Finding a Purpose Helping Veterans

Just 10 days after graduating from high school, Albert “Bert” Jimenez was in a grueling U.S. Marines boot camp in San Diego. Three weeks after that, he found himself in Iraq at the age of 18.

Four years later and two deployments to Iraq, Bert left the Marines with a heavy toll. PTSD and the trauma of seeing close friends die in a war zone impacted his mental and physical health. He didn’t know how to pick up his life after the Marines and turned to heavy drinking.

While all the mental demons are not totally gone, Bert has found a new life through exercise, attending Northwest Vista College, and slowly dropping about 115 pounds. This past fall, Bert completed the Boston Marathon with a group of other veterans and is also on course to earn his associate degree from NVC after this summer.

He said Vista was his first shot at college and he wasn’t sure if he could handle it.

“For me, it’s still kind of scary because I don’t do too well with crowds, but college has helped me to be a better person and get me out of my comfort zone,” Bert said.

Now, he wants to help other veterans through psychology. He has been accepted to UTSA this fall and he hopes to get a bachelor’s and master’s degree to work in a clinical setting to counsel veterans.

He says often times it’s hard to relate to psychologists or counselors because while they may be book smart, they don’t have that experience of watching a friend die in a foreign country or the aftermath that veterans face after being deployed multiple times. He believes he can bring that missing element to help counsel veterans.

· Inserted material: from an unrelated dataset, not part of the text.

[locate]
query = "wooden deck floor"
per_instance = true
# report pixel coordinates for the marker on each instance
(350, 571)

In fact, Bert is getting his psychology field experience now through the San Antonio chapter of 22 Until None, which has the mission of ending suicide among veterans. The group’s website says 8,030 veterans commit suicide a year; and after military service, the chances of veterans committing suicide goes up 200 percent. Even worse, 1 in 5 suicide deaths are veterans, according to the site.

Bert says it’s not uncommon for him to get phone calls from veterans daily or even at 3 am because a former soldier needs help in order to make it to the next day.

Along with 22 Until None, Bert is also a fitness coach with Rise Above Hardship, which is a local nonprofit started by fellow NVC student Jose Luis Sanchez. R.A.H’s mission is to help veterans and the community through fitness. Bert can be found motivating others to do squats, run or do pushups Tuesdays, Thursdays and Saturdays at local parks around the city. Many of the people who go to R.A.H. classes are veterans with missing limbs, wives of veterans or just regular community members who need a coach’s motivation to push through a tough workout.

In the meantime while Bert is finishing up classes at NVC, he will be training to do his first triathlon in San Marcos this summer and will head to Washington, D.C. to participate in the Marine Corps Marathon in October.